Energy is unlikely to be a major national issue in the 2020 presidential election campaigns unless President Donald Trump chooses to attack his Democratic opponents over their support of some elements of the Green New Deal, renowned political strategist Karl Rove said during his Summer NAPE keynote address on Aug. 12.

The president could leverage the positions of former Vice President Joe Biden and his running mate, Sen. Kamala Harris, to his advantage “if he tries to make those an issue of the economy, saying what they intend to do on energy, on climate, will affect the size of your utility bill, the quality of American jobs and quantity of American jobs, and affect America’s role as [an] energy leader in the world,” Rove said.

Karl Rove
Karl Rove (Source: NAPE)

But he added a caveat: “Only if the Trump campaign—in a disciplined, directed, personal fashionmakes this an issue will energy be a part of the stage.”

Rove, former senior adviser and deputy chief of staff to President George W. Bush, affirmed that the election will be of consequence to the energy industry but that energy policy would probably be relegated to an issue in certain states.

“For example, to the degree that Texans become aware that the Biden administration will immediately put a moratorium on new leases in the Gulf of Mexico and the Houston economy, the Texas economy would thereby suffer, the less likely it is that Biden’s going to be able to carry Texas,” he said.

In the most recent poll listed on FiveThirtyEight, a website focused on poll analysis, Trump led Biden by six percentage points, 49% to 43%. That poll, by the Trafalgar Group, was conducted on Aug. 1-5.

Political Climate of Climate Change

Rove acknowledged that a Biden administration would have the regulatory authority to curtail hydraulic fracturing by stopping it on federal land and in federal waters. That presumptive vice presidential candidate Harris would support a ban was a source of frustration to him.

“It’s a sign of how unglued we are as a country to even be thinking about this,” he said.

Rove also had blunt words for the oil and gas industry when asked how it should engage in the public debate on climate change.

“First, it’s got to get its act together,” he said of industry. “It seems there’s a lot of disparate voices here, and that’s normal.
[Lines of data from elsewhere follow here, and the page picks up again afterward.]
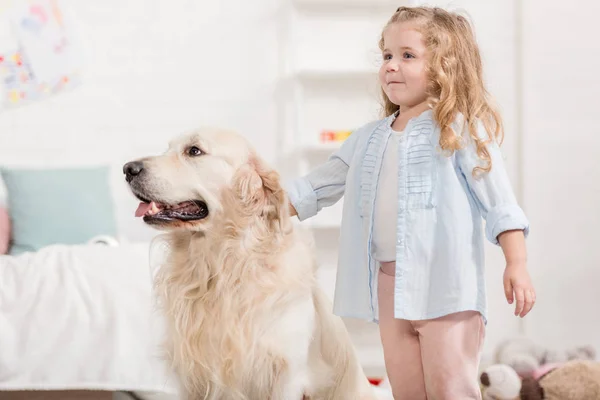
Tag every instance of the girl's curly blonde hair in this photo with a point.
(454, 71)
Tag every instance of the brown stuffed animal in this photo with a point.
(575, 380)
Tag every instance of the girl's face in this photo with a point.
(402, 74)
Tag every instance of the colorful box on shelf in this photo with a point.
(329, 136)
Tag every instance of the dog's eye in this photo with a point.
(195, 151)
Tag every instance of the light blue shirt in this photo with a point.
(439, 246)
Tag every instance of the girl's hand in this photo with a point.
(517, 284)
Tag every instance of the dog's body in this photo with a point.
(246, 317)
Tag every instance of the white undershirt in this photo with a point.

But through their trade associations they’ve got to find a way to make a case that they are contributing to climate solution, not climate problem.”

Rove stressed that the U.S. is the only major industrialized country since Jan. 1, 2000, to be able to consistently grow its economy and reduce its absolute level of greenhouse gas emissions.

“We ought to be heralding that success and saying, let’s take that American ingenuity and experience and innovation and spread it around the world,” he said. “It’s a good thing for us to be exporting American natural gas because it will, in some places, replace dung and coal and oil and wood as means of generating electricity. We ought to be proud of what we can do with our natural resource and how it can help the world address its climate concerns.”

For those wondering what a second Trump term would mean for the oil and gas industry, Rove’s advice is to expect more of the same.

“He would continue to do what he’s been doing, which is finding ways to reduce regulation, incentivize and encourage production, export,” he said. “He’d be an advocate and defender of what the energy industry is doing. And he recognizes this is a way to create good, high-paying jobs. Because it’s not just the jobs in energy itself. It’s the jobs in steel, chemicals and refining and transportation—all these things.”